Bloomberg (via CyberSecurityNews coverage) reports a small unauthorized group accessed Mythos through a third-party vendor environment on the same day Anthropic publicly announced the model. The group reportedly guessed the model's location from Anthropic's URL formatting conventions. The incident does not itself confirm or refute the zero-day-discovery claim but raises the containment question.
The Hacker News publishes independent corroboration: Mythos's zero-day-discovery counts are 'broadly consistent' with the Glasswing partners' early findings, though the publication notes that 'thousands' is Anthropic's own aggregate and full third-party reproduction will take months.
CNBC reports the operational response: major US banks have stood up Mythos-class threat-model exercises.
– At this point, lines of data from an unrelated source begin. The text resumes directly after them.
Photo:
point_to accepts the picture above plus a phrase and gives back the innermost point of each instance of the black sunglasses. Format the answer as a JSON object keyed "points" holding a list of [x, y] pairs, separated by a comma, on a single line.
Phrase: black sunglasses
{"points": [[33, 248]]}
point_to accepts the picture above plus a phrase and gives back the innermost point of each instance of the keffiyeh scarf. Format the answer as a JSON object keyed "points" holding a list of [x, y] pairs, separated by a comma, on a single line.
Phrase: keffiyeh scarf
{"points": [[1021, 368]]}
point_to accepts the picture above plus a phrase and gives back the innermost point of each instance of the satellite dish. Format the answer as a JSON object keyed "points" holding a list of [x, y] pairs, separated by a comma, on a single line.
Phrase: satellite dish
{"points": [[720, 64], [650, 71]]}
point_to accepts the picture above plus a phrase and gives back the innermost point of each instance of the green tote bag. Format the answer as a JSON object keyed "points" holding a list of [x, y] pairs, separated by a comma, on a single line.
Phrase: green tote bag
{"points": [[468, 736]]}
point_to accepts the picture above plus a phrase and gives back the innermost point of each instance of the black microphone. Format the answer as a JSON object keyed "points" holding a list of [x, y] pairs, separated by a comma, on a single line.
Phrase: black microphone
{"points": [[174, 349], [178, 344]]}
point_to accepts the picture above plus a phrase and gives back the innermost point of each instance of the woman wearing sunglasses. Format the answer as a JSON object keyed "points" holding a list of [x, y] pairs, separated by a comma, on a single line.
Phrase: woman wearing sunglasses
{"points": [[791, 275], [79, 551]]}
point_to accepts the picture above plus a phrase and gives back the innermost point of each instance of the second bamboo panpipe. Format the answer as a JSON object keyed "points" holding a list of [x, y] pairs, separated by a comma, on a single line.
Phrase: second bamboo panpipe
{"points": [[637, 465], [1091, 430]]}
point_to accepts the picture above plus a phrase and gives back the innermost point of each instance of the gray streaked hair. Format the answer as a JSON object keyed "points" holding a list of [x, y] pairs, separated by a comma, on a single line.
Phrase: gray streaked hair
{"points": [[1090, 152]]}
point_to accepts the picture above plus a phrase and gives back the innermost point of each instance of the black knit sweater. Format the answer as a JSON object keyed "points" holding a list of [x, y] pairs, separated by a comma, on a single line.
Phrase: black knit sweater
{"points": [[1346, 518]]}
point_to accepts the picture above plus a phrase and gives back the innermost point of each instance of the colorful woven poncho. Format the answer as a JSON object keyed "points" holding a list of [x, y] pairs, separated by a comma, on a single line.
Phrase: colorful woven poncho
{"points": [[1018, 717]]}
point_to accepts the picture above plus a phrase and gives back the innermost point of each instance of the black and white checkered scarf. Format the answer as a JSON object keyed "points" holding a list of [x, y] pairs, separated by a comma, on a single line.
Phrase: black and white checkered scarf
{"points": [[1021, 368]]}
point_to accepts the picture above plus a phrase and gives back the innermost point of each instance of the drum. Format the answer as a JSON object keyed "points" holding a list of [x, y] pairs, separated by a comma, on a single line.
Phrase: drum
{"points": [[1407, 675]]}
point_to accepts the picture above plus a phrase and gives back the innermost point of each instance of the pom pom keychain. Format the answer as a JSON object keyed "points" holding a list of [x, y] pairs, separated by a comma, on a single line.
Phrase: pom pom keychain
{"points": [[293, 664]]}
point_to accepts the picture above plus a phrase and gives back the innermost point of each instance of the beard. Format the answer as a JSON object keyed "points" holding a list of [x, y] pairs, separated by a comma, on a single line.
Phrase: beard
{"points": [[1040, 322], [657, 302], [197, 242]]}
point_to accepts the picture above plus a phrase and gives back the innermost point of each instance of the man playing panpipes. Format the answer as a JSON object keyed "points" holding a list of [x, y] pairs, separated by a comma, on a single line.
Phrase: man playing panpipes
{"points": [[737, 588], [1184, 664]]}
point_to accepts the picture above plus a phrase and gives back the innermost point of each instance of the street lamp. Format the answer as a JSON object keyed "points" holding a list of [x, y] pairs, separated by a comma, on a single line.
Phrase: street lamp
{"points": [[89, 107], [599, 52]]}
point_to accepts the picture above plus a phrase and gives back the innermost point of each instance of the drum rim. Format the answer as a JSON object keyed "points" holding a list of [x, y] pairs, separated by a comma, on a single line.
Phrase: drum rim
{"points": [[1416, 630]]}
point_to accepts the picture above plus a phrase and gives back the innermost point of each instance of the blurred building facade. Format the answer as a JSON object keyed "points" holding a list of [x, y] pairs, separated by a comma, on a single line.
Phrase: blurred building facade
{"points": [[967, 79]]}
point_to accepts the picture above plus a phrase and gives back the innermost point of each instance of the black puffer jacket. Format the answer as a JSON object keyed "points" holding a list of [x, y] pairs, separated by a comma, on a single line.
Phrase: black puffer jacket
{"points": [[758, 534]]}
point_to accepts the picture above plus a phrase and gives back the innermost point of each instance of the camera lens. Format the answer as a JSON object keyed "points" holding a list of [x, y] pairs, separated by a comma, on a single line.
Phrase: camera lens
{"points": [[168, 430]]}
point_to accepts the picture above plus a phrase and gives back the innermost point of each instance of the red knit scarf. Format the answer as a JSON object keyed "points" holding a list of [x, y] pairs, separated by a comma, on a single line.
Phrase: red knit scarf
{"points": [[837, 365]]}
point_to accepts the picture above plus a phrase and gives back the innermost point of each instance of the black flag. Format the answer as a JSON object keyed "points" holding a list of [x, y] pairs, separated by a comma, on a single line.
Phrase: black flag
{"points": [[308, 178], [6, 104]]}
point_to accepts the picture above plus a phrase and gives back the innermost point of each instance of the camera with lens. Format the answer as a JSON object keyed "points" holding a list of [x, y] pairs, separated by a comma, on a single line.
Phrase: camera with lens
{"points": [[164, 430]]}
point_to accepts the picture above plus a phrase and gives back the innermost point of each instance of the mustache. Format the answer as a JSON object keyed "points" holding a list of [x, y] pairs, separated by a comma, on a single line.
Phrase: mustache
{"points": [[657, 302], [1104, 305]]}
Several Glasswing partners have published red-team papers naming specific classes of flaws Mythos surfaced. The aggregate capability claim is not seriously disputed in the security press as of early May; the contested question has shifted to whether the closed-access containment is sustainable.
CETaS (Centre for Emerging Technology and Security, Alan Turing Institute) and BISI (Bloomsbury Intelligence and Security Institute) publish assessment reports treating the Mythos capability claim as the working assumption for policy analysis. CSA's research note focuses specifically on containment-failure modes rather than re-litigating raw capability.